Наверное, потому, что хорошо знал своего государя и в глубине души верил: тот, нуждаясь в верных слугах, не сможет не вспомнить про Юрятиных сыновей. Ведь видит же великий князь, как постарел сам Юрята, ведь наверняка задумывается, что подручник не вечен и когда-то придется подыскивать ему замену. И Юрята оказался прав.
— Ты что насчет детишек своих думаешь? — спросил как-то Юряту Всеволод. Только что они обсуждали, надо ли в этом году тревожить булгар или пока попридержать войско, опасаясь удара половецкой орды.
— Да, по правде сказать, — замялся Юрята, — думаю, государь. Оба они ребята крепкие, могут и мечом постучать, и умом не обижены.
— Знаю, знаю, — сказал князь. — Сыновья у тебя добрые.
— Можно им, конечно, еще с дружиной походить, — задумчиво произнес Юрята. — Да только пользы тебе, государь, они могут больше принести.
— А почему ты за них не просишь?
— Государь, — смутился Юрята, — ты меня знаешь давно…
— Ну так и что же? Ты ведь — отец, тебе за них и хлопотать полагается.
— Ну вот, я и хлопочу.
— Эх ты, хлопотун, — грустно улыбаясь, сказал Всеволод. — Знаешь ведь сам, как меня просят. Одному то дай, другому это. Одного сюда поставь, другого туда. И ведь иной раз думаешь: отказать бы надо, а не отказываешь. Захар вон — скоро всю свою родню сюда переселит. Все под себя подгребет.
— Насчет Захара что я думаю — ты, государь, знаешь.
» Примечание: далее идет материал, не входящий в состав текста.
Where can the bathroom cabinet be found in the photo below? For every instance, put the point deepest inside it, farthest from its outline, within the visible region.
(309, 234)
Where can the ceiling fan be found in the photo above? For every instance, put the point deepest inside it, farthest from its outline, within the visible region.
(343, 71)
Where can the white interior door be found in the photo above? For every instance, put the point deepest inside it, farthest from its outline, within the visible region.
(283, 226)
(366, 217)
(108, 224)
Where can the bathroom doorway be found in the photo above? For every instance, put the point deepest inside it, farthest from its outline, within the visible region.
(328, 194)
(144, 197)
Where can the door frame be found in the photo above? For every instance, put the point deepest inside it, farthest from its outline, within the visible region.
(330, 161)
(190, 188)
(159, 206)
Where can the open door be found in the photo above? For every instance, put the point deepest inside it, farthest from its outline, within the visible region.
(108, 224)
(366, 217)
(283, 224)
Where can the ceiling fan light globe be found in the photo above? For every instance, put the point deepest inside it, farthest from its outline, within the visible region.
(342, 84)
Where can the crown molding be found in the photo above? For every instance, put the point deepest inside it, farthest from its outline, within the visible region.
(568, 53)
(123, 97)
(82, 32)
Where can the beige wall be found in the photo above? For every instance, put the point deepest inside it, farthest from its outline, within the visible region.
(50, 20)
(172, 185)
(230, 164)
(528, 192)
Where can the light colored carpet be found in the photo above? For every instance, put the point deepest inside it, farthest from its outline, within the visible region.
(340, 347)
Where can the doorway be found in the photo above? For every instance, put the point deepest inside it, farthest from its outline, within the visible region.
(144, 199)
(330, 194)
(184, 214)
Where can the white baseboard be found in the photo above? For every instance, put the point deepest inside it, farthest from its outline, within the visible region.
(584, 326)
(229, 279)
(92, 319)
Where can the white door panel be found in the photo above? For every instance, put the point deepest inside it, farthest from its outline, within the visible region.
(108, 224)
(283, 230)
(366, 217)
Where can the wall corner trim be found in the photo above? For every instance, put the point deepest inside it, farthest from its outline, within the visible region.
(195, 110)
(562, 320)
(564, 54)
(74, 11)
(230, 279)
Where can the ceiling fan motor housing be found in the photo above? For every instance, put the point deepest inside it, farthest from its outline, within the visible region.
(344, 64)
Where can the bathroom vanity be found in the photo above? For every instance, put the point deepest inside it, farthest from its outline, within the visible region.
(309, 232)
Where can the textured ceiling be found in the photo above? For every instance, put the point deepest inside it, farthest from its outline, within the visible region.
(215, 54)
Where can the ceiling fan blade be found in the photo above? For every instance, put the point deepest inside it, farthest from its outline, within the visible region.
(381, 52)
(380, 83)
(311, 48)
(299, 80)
— Что с того? — спросил великий князь. — Что мне делать, если честных слуг сначала найди, а потом уговаривай. А Захарка, песий сын, знает, нюхом чует, когда мне человечек надежный нужен. Тут ко мне и подкатывается.
— Я бы давно попросил, — сказал Юрята. — Да еще молодые они. Думал — рано.
— Молодые? Ты вспомни меня, вспомни себя. — Великий князь нахмурился. — И ты был молодой, и я был моложе. Состарятся, не бойся. Когда-то ведь им и учиться надо.
— Верно говоришь, княже, надо.
— У меня тоже сыновья растут, — сказал Всеволод и на мгновение запнулся. — Да, растут понемногу сыновья. Вырастут — не успею оглянуться. А ведь им тоже понадобятся верные люди. А ты сыновей прячешь.
— Нет, государь, не прячу. Прошу у тебя для них службы.
— Хорошо, ладно, — сказал князь. — Ну, в думе рядом с тобой им пока делать нечего.
— Да, нечего.
— Но послужить их попрошу. Дело им хочу поручить трудное. Пусть из Ростова привезут серебро, что у посадника скопилось. Да по записям проверят — все ли собрано да со всех ли? Мне самому всей волости не объехать. Да и негоже великому князю дань собирать — на это у меня должны быть доверенные люди. Дорога из Ростова опасная, пусть возьмут с собой дружины сколько нужно. Слышал я — на дорогах там пошаливают. Купцов грабили многажды. Жалуются торговые люди: целая шайка появилась, то ли бродники, то ли еще кто. Войско против них не пошлешь — уйдут в леса. А серебро ростовское им приманкой послужит. Так что сыновьям твоим задача хитрая — и серебро в целости доставить, и разбойников этих, если нападут на них, уничтожить. Тут не только мечом придется поработать, но и умом раскинуть. Как думаешь — справятся твои ребята?
— Справятся, государь.
— Ну, добро. Завтра поутру пришлешь их ко мне. Я им все и расскажу.
Всеволод улыбнулся и поглядел на смущенно-радостного Юряту.